- This event has passed.
Untitled Exhibit
May 15, 2020 - July 3, 2020
Rio Gallery (300 S Rio Grande St, Salt Lake City, UT 84101)
May 15 – July 3, 2020
Artists Katie Hargrave and Meredith Lynn are interested in ways people connect themselves to the natural world. Using installation and new media, we explore how relationships to the landscape are mediated by tools like cameras and vehicles as well as entities like the National Park Service. Through their work they consider how these enable a connection to the outdoors while defining the terms of that engagement. They are interested in the intersections of accessibility, advocacy, and ownership in understanding human presence in the environment.
Two years ago Hargrave and Lynn drove across the country to visit Epicenter and Arches National Park. We were struck by the prevalence of RVs. As tent campers and National Parks enthusiasts, we spent a lot of time in the company of Airstreams, Winnebagos, and Jaycos, and came to appreciate that for many, the RV makes a kind of relationship to nature possible. It also recreates the comfort and access of home, in the middle of the woods. We saw our fellow campers set up potted plants, satellite dishes, and full multi-course meals. This experience is in contrast to the idyllic vision of Arches that Edward Abbey writes about in Desert Solitaire when he proclaims, “You can’t see anything from a car.” There is a value judgement implicit in this statement. Abbey and other nature writers equate a connection to nature with spirituality, purity, and a unique kind of enlightenment. Is this relationship to the outdoors available to those who experience it through a car or RV?

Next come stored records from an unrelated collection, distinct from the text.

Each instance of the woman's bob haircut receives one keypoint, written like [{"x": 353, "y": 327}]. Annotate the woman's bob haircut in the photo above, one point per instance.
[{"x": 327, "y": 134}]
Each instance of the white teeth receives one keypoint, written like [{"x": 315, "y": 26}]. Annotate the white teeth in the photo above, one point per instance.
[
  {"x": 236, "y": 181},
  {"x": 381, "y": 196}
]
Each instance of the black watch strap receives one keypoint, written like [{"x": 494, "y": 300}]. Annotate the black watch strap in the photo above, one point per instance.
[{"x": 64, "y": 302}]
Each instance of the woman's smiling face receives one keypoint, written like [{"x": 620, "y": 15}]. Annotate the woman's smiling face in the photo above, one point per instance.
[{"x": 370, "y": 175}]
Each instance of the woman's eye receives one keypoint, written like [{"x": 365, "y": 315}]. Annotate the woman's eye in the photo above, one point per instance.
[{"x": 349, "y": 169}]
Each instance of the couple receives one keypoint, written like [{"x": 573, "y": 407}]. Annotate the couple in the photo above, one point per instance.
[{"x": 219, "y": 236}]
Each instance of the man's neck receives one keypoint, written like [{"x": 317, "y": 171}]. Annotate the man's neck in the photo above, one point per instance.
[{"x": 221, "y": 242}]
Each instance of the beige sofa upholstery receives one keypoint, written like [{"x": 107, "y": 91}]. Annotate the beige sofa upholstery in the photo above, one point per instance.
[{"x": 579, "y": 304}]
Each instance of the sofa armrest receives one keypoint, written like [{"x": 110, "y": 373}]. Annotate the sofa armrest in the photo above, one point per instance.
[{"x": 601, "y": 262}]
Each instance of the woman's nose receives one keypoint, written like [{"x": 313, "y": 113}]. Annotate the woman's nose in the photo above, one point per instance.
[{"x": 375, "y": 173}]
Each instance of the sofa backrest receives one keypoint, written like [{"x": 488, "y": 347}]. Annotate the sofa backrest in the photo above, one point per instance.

This work emerged out of time spent in Utah, as campers and as artists in residence at Epicenter. Katie and Meredith visited Epicenter in 2017, and Katie returned for a month in 2018 as a Frontier Fellow. While Katie was there, they collaborated remotely to create artwork exploring RVs, public lands, and tourists’ experiences. Katie began the studio experiments because of the gift of time and space made by Epicenter, and by the unique experience of spending time amongst so many travelers stopping by Green River on their way to Arches and Canyonlands. Watching these tourists park their RVs in the grocery store parking lot, or trying to take camp showers outside of the Epicenter resident housing, piqued our interest and led to prolonged experimentation. It would be fitting to return this research to the Utah landscape through this exhibition.